49 millions d’euros pour relancer l’activité

L’Agence de l’eau Artois-Picardie est la seule en France à avoir voté un budget rectificatif de 34% de sa capacité d’intervention sur 2020. Les majorations des aides sont «subordonnées à un démarrage rapide des travaux permettant ainsi aux entreprises de retrouver, sans attendre, un niveau d’activité important».

Cinq nouvelles mesures

Les mesures d’urgence votées ont vocation à permettre la relance des chantiers au plus vite afin d’améliorer la qualité de l’eau, la biodiversité, et de contribuer à l’adaptation au changement climatique. Les taux de subvention pour les travaux eau et assainissement sont augmentés : ces 18 millions d’euros vont permettre une majoration des taux jusqu’à 15% à la condition de démarrer les travaux dans les six mois. La mesure concerne les dossiers déposés avant le 15 septembre 2020 et vise à favoriser une reprise rapide des chantiers de renouvellement de canalisations, des travaux de sécurisation et de maintenance portés par les services eau et assainissement. Une enveloppe de 3 millions d’euros (dont 2 millions d’euros en 2020) est prévue dans le cadre de l’appel à projets «Gestion de l’eau et de la biodiversité dans les parcs locatifs des bailleurs» (assainissement des eaux usées, gestion intégrée des eaux de pluie, économies d’eau potable, lutte contre les îlots de chaleur), lancé le 1er juillet dernier. Avant fin juillet, une avance sur la prime de performance épuratoire sera versée, et ce, afin de soutenir l’effort des collectivités qui ont permis la continuité de service pour l’eau et l’assainissement pendant la crise sanitaire. Une vingtaine d’avances vont être octroyées (ce qui représente plus de 200 ouvrages d’épuration). En outre, 20 millions d’euros supplémentaires vont être alloués pour couvrir les besoins exprimés dans les Programmes concertés pour l’eau (PCE), plans à trois ans des actions à mettre en œuvre sur l’ensemble du territoire pour cette année (les dossiers sont à déposer avant le 15 septembre prochain). Une aide exceptionnelle de 9 millions d’euros a été débloquée pour accélérer la renaturation du fleuve transfrontalier Escaut.
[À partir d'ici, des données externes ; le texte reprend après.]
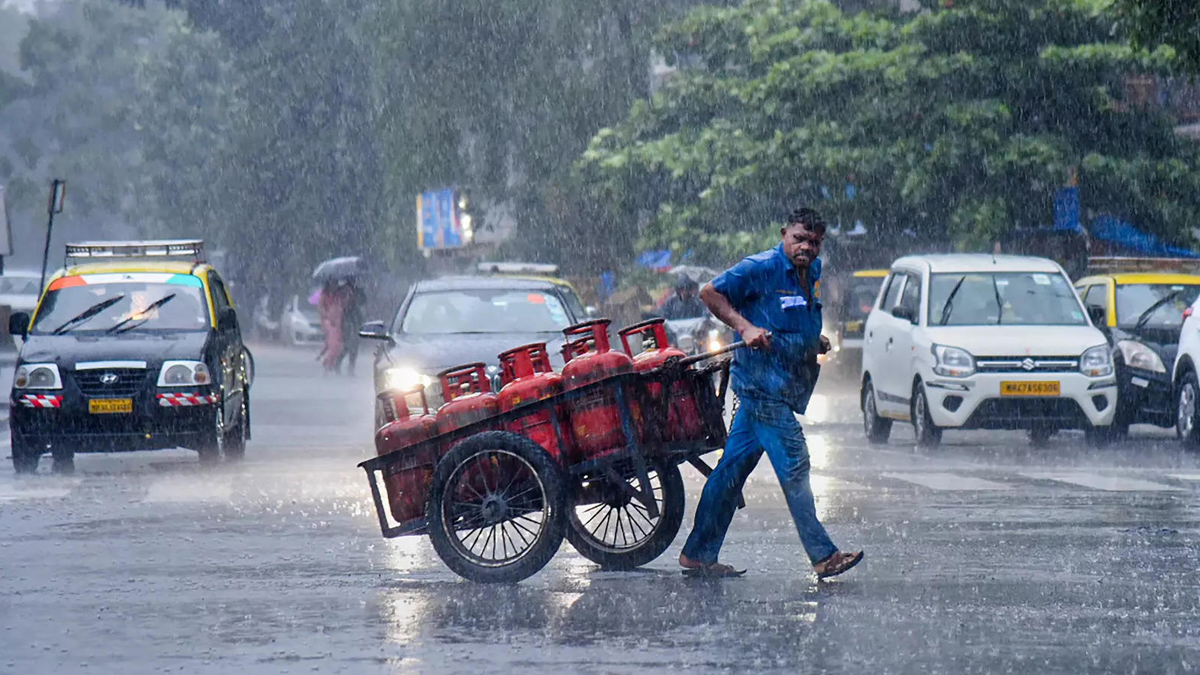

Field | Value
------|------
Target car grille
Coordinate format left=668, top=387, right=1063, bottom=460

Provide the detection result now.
left=976, top=357, right=1079, bottom=372
left=74, top=368, right=149, bottom=396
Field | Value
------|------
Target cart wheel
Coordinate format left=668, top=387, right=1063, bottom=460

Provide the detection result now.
left=426, top=431, right=566, bottom=583
left=566, top=458, right=683, bottom=569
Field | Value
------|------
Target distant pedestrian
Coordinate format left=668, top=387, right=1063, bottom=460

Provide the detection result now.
left=679, top=209, right=863, bottom=578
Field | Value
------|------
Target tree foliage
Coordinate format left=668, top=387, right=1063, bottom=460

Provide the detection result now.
left=578, top=0, right=1200, bottom=263
left=1114, top=0, right=1200, bottom=74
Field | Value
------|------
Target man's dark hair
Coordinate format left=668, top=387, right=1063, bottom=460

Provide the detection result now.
left=787, top=207, right=826, bottom=234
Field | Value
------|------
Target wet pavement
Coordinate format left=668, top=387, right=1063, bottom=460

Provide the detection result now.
left=0, top=347, right=1200, bottom=675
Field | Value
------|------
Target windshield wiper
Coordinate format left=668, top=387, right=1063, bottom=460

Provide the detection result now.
left=1133, top=291, right=1183, bottom=330
left=991, top=274, right=1004, bottom=325
left=937, top=274, right=964, bottom=325
left=104, top=293, right=175, bottom=335
left=50, top=293, right=125, bottom=335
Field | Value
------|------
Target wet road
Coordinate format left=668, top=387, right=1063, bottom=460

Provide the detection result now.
left=0, top=348, right=1200, bottom=675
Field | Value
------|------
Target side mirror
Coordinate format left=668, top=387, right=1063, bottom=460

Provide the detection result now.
left=359, top=321, right=391, bottom=341
left=892, top=305, right=917, bottom=323
left=217, top=307, right=238, bottom=330
left=8, top=312, right=29, bottom=338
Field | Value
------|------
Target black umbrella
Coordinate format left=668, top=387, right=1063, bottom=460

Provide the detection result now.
left=312, top=256, right=365, bottom=283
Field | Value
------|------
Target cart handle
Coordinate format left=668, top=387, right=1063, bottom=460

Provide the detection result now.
left=678, top=330, right=772, bottom=368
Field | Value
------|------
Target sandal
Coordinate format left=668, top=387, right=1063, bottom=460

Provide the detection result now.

Les mesures déjà entérinées début mai sont, elles, prolongées : aides pour la gestion des boues d’assainissement, augmentation des aides pour les acteurs économiques non agricoles, du seuil de délégation du directeur général – porté à 100 000 euros – et maintien de la capacité d’action des maîtres d’ouvrage avec un taux d’acompte au démarrage des travaux porté à 80% de la participation financière, soit 30% de majoration par rapport aux règles en vigueur.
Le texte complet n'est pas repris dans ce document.